A virus isn't considered life because they do not follow all of the characteristics of life. This lists consists of:

order - meaning systems of cells

response to the environment - can sense, integrate senses, and response

reproduction - can create offspring

growth and development - do the cells grow and mature

regulation - there are mechanisms in place for heat control, thirst, etc

homeostasis - are able to maintain environmental equilibrium/steady state

energy processing - have the ability to convert sun to energy or process something chemically todo so.

If you go through this list, it's quite clear why a virus doesn't make the criteria for life. There is no order, they do not respond to the environment, there is no cell growth or development, they do not have mechanisms for heat, thirst, etc, and they do not maintain an environmental steady state.


I think those are great rough criteria through which one could perhaps arrive at a distinction between virusses and other life forms.

But let's consider the original concept of the feature based tree of life, which with the advent of genetic sequencing was eventually shown to contain many errors, and to really be a graph of life with a strongly discernible spanning tree.

So if genomes turn out to be a better navigation instrument than behaviors or features, and given how modern understanding of the evolution of life through natural selection, it would appear a better definition for life forms would be to say: patterns in physical nature that can thrive in specific niches (often relying on the presence of other such patterns) having one or more nontrivial / unbounded chemical information stores (say polymers) the contents of which undergo natural selection or the evolutionary algorithm in the environment according to physics.

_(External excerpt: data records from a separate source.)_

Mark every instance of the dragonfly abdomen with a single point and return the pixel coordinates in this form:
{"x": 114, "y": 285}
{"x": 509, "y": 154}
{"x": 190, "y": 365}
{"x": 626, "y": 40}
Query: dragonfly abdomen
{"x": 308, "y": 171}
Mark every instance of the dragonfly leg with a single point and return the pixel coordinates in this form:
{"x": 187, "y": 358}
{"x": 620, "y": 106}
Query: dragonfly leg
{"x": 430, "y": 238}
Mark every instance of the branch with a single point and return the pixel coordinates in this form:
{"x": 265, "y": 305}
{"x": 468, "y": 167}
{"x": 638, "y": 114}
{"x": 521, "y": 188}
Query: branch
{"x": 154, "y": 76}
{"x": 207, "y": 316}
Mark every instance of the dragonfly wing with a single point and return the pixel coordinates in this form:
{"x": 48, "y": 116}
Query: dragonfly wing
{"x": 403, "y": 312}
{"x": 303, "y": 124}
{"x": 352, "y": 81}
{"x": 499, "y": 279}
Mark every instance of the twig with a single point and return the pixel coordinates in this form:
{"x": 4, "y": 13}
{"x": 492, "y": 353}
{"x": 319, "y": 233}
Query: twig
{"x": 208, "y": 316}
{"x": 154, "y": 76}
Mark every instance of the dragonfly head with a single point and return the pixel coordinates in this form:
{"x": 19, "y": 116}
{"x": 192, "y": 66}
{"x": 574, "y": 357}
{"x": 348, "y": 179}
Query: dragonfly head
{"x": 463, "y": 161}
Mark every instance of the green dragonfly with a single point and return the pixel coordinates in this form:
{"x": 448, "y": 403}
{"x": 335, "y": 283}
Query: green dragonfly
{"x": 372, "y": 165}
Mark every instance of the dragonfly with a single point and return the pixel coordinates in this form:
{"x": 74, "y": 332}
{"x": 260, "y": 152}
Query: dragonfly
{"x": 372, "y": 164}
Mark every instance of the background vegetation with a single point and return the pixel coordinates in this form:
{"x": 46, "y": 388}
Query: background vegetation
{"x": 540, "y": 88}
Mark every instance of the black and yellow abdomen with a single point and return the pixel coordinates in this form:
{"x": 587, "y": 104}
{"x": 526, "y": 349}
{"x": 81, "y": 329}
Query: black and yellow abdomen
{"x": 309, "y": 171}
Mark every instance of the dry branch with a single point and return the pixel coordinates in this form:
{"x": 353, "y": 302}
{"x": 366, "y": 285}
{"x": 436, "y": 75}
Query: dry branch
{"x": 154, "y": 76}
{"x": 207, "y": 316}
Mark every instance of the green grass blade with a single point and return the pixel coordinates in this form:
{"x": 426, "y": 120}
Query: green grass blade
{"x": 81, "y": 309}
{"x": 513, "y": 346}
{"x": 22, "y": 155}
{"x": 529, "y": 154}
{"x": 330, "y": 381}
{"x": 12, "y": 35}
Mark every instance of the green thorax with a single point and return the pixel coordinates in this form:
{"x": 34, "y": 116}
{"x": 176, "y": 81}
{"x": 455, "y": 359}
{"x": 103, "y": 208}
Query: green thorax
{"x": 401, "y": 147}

So prion would not be life forms since their number of chemical states are trivial or bounded, while viruses would still be lifeforms under my definition since their RNA or DNA sequences are non-trivial and in some sense unbounded (their genome could grow or shrink in size over generations).

Also consider that just like living organisms can die because of say UV-C radiation, so can viruses be inactivated by UV-C radiation...


> A virus isn't considered life because they do not follow all of the characteristics of life. This lists consists of:

The list is regrettably a "science-education-ism". My phrase - I don't know of a real one... anyone? A divergence between science-education community practice and science community practice. A rather dramatic one. In actual science practice, "is it alive?" isn't an interesting question, and has none of the importance science-education content often places on it. And people who actually work with viruses, consider them alive. It's perhaps regrettable that so much education content presents the list as science, rather than as an education device. And even as a device it has difficulties, as it doesn't deal well with the richness of biology, including around parasitism, and a binary sort just isn't useful.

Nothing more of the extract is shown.